In the April issue of Psychology Today, there is an article entitled “The Inside Story”. It is authored by a screenwriter. It talks about the importance of a story and how it allows our brains to process and use information.
“The heart is always the first target in telling purposeful stories. Stories must give listeners an emotional experience if they are to ignite a call to action.”
The call to action is what we do during closing argument. Facts don’t win cases, the stories we tell that connect our case to our juror’s own life stories do. This article talks about the arc of a story and how it comforts listeners.
We know there will be a resolution so we can endure the turmoil of our hero. The article also explains how our left brain processes all the data our brain receives:
“The brain takes information spewed out from other areas of the brain, the body and the environment, and synthesizes it into a story. If there is not an obvious explanation, we fabricate one.”
That tells me if we do not give our jurors a reason for the action in a case (complainant in CSC lied because she was rejected, our client was afraid for his life so fired shots), they will make one up that might not be favorable to us in the end.
No doubt that Ms. Carpenter is correct in her analysis of this Psychology Today article. Here is how the author Mr. Peter Guber, succinctly explains the importance of the story:
They are the most effective form of human communication, more powerful than any other way of packaging information. And telling purposeful stories is certainly the most efficient means of persuasion in everyday life, the most effective way of translating ideas into action, whether you’re green-lighting a $90 million film project, motivating employees to meet an important deadline, or getting your kids through a crisis.
Furthermore:
Stories, on the other hand (as opposed to PowerPoint presentations), are state-of-the-heart technology—they connect us to others.

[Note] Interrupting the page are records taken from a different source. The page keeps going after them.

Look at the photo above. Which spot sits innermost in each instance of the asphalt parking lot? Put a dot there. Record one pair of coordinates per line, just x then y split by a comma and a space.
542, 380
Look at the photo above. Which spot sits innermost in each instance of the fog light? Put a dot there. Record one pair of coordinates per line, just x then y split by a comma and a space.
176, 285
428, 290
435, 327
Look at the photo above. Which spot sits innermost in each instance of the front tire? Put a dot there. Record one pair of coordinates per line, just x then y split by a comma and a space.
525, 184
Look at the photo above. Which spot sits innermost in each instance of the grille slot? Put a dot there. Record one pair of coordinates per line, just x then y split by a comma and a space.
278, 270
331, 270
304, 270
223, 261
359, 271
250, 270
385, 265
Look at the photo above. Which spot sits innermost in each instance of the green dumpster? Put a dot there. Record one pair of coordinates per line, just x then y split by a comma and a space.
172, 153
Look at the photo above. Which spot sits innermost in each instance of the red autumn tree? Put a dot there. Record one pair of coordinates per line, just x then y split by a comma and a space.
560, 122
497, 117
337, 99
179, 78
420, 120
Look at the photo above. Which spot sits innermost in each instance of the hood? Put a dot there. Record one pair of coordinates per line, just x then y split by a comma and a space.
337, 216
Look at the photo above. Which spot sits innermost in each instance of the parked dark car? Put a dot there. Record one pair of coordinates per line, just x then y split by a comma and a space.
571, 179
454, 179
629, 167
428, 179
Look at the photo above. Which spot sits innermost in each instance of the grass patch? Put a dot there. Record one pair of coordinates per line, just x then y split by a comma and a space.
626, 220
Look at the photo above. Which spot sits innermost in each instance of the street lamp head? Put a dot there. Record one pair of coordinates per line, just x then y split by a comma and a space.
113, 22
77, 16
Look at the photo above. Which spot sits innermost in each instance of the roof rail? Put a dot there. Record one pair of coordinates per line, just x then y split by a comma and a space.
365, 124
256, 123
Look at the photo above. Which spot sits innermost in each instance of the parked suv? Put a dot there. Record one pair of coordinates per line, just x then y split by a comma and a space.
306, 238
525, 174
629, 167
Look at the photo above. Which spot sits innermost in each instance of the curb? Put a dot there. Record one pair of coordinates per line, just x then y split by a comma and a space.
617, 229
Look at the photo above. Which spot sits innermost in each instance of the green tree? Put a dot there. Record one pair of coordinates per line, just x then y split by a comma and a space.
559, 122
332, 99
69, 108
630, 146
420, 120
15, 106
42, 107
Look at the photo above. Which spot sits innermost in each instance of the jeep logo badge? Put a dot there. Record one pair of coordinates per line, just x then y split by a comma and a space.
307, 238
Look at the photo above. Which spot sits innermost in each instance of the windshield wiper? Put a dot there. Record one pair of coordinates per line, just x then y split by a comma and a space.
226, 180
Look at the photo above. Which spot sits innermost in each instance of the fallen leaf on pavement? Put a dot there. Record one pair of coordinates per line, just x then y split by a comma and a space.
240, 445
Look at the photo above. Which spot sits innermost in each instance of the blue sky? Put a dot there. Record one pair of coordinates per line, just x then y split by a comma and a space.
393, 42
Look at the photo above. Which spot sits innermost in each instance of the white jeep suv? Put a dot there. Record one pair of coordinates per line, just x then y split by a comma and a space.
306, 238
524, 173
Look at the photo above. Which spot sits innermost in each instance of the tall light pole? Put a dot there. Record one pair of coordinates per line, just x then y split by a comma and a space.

They provide emotional transportation, moving people to take action on your cause because they can very quickly come to psychologically identify with the characters in a narrative or share an experience—courtesy of the images evoked in the telling.
As Ms. Carpenter and Mr. Guber have correctly observed and carefully stated, a well-executed trial is always a form of “human communication;” and when the trial successfully incorporates a “purposeful story” it can be a most efficient way to persuade the jury to return a not-guilty verdict.